Although Jean-Michel did enjoy some success it was brief and filled with self doubt throughout his entire career which was only seven years. I personally feel that if he had other contemporary artists that were African American around him and to support him he wouldn’t have been so lonely in an enviorment that usually consist of predominatly caucasian males who dominate the visual art world and
don’t have to worry about having people to relate to and share their feelings with.
This point is never examined when you try to figure out why he self medicated himself to a point of self-destruction and it is a shame that the impossibilities weigh so heavy on a person that they’ll try anything to fit into this American diaspora only to be exploited and then discarded like day old trash when no longer useful.

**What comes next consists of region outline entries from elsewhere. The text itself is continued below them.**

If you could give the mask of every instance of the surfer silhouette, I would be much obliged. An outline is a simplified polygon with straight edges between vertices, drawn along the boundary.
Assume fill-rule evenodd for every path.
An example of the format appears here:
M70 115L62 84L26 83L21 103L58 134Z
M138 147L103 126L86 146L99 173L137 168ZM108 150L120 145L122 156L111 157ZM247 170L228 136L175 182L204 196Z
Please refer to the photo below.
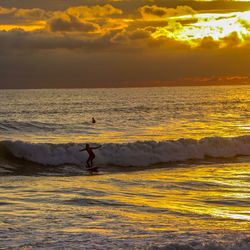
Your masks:
M97 146L97 147L90 147L89 144L86 144L85 148L80 150L80 151L87 151L87 153L89 154L89 157L86 161L88 168L93 167L93 160L95 159L95 153L93 152L93 149L98 149L100 147L101 147L101 145Z

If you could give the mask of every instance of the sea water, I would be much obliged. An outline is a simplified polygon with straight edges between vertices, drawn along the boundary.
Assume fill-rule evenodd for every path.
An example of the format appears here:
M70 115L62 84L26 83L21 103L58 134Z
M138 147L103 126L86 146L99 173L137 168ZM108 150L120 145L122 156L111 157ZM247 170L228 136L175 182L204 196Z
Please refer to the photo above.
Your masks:
M0 90L0 249L250 249L249 96Z

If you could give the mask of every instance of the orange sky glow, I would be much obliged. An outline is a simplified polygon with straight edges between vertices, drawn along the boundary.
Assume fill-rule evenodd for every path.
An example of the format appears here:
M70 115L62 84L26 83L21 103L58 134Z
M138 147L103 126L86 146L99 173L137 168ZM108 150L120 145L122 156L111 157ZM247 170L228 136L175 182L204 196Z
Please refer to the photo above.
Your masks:
M250 1L52 2L0 1L1 88L250 83Z

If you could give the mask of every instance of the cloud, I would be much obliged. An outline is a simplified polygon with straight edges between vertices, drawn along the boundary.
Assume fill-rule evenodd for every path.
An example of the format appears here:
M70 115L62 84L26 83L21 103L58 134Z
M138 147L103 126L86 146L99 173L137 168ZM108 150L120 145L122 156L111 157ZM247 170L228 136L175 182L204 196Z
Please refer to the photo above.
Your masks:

If the focus were on a collective group of artists then no one person would be at the center of attention and the pressure wouldn’t seem so great to be the leader of the pack,and,at best, it would develope a heathy competition amongst peers and one wouldn’t have to feel that they had to speak for an entire race of people.

How does one get past the artistic talent of Jean-Michel Basquiat and realize that there are a whole lot more artists out there who have just as much talent, if not more,with the same desire and passion to be a collective part of the visual arts world.I know they’re wondering when are the gates going to open up and give them a chance to express themselves.

“The feeling of loneliness and being unwanted is the most terrible of poverty.